The problem with Dugan’s idea is that voters historically haven’t been supportive of such overrides. Just ask local school officials and some townships. There is a valid perception that when voters don’t understand a proposal or it’s too complicated to explain, they vote “no.”

Regardless, I support spending more of my tax money on public safety if police officers and their superiors are willing to reorder their priorities in enforcement. I sincerely believe taxpayers pay far too much to incarcerate non-violent potheads and officers waste too much time and money on busting people who use marijuana.

The War on Drugs, initiated by Richard Nixon in 1971 and ramped up by Ronald Reagan in the 1980s, has been an abject failure over its 46 years of miserable life. The United States, touted as the Land of the Free, has more people languishing in its jails and prisons than any other country on the planet, in both sheer numbers and per capita statistics.

The cost of incarcerating wrongdoers is at least $30,000 per inmate per year.

I have absolutely no problem with locking up people who are dangers to law-abiding citizens, people who murder, people who rob, people who make others miserable by use of violence. I also have no problem with throwing peddlers of meth, cocaine, heroin and opioids and the like into the slammer. That’s what prisons are for.

But we’ve expanded the numbers of people to include those who are perhaps being naughty, but not really harming anyone else.

I’d like to see the Allegan County Sheriff’s Department, Michigan State Police and local police make busting pot users a low priority.

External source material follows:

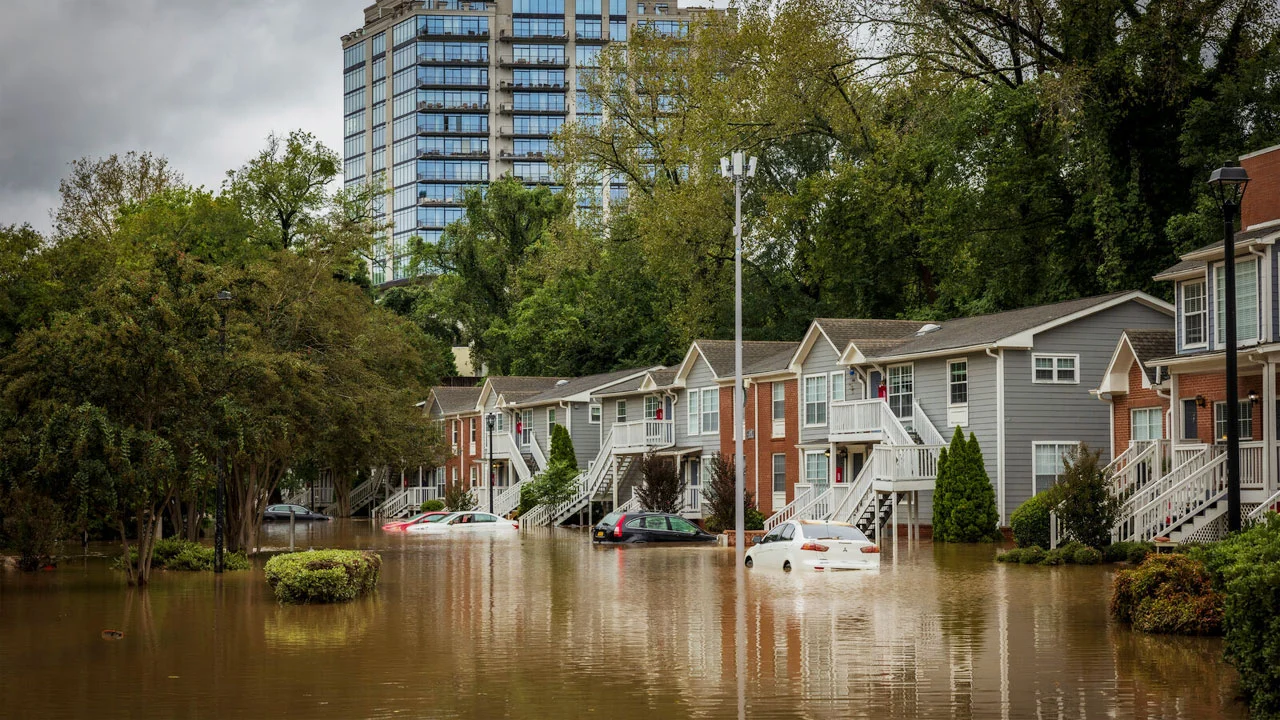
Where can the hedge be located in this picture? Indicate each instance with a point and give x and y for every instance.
(323, 575)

Obviously, if they using while operating a motor vehicle, they should be regarded the same as a drunken driver. But if they’re not endangering anyone, let ’em be. It’ll save the officers time and the public money.

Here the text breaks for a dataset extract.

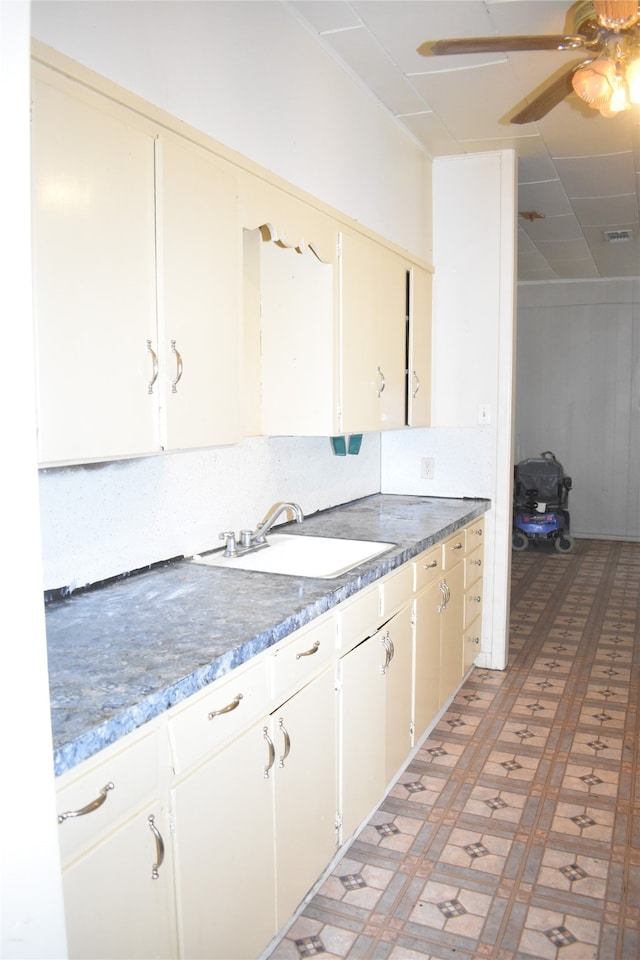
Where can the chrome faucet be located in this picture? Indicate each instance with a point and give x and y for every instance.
(256, 539)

If authorities don’t, it may be done for them in the 2018 election, during which Michigan voters will decide on a question to legalize weed and regulate it just like alcohol. So it might be a good time to be proactive.

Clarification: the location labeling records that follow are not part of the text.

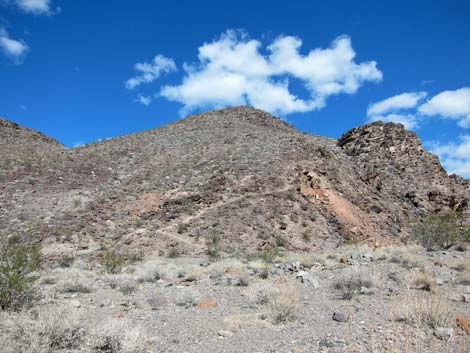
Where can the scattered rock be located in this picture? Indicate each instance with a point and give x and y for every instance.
(207, 304)
(366, 291)
(307, 278)
(464, 323)
(225, 333)
(444, 333)
(340, 317)
(75, 303)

I would vote for spending more money for more officers. I just want them to concentrate more on real problems and public safety.

“Smokin’ marijuana is more fun than drinkin’ beer, but a friend of mine was captured and they gave him 30 years.” — Phil Ochs, 1968, “Outside of a Small Circle of Friends.”

4 Comments

  • Just how many folks are in the County jail and State prisons for a first or third offense of possession of user amounts of marijuana? The answer is none; some plea bargain more serious offenses down to possession, but in reality, the police have not spent time looking for a 1960 flower child with a dime bag, or folks unenlightened enough to have user amounts of a carcinogen that is bad for your heart, lungs and other organs for decades.

    The American Cancer Society, among others, warns against the use of this dangerously unhealthy product.
    I will join you in voting for the millage.

  • Many states allow for the use of medical marijuana, including our own Great Lake State. Here is a list of states where weed is either legal or decriminalized: Alaska, Cal., Col., Conn., Del., Idaho, Maine, Minn., Neb., Nev., NY.,N.C., OH., OR., RI.. Vermont, VA, and WA. Plus, add in Washington DC, The US Virgin Islands, and at least three sovereign Native American Tribal Lands. So far, the sky has yet to fall in any of those areas to the best of my knowledge. It seems to me that our government should be using the popularity of this particular substance as a source for revenue generation through taxation, as is being done in other states.

    • Clarification: the list is not a list of states that allow for medical marijuana – that would be a very long list. It is a list of states that allow use of weed, or that use of weed is not treated as a criminal offense.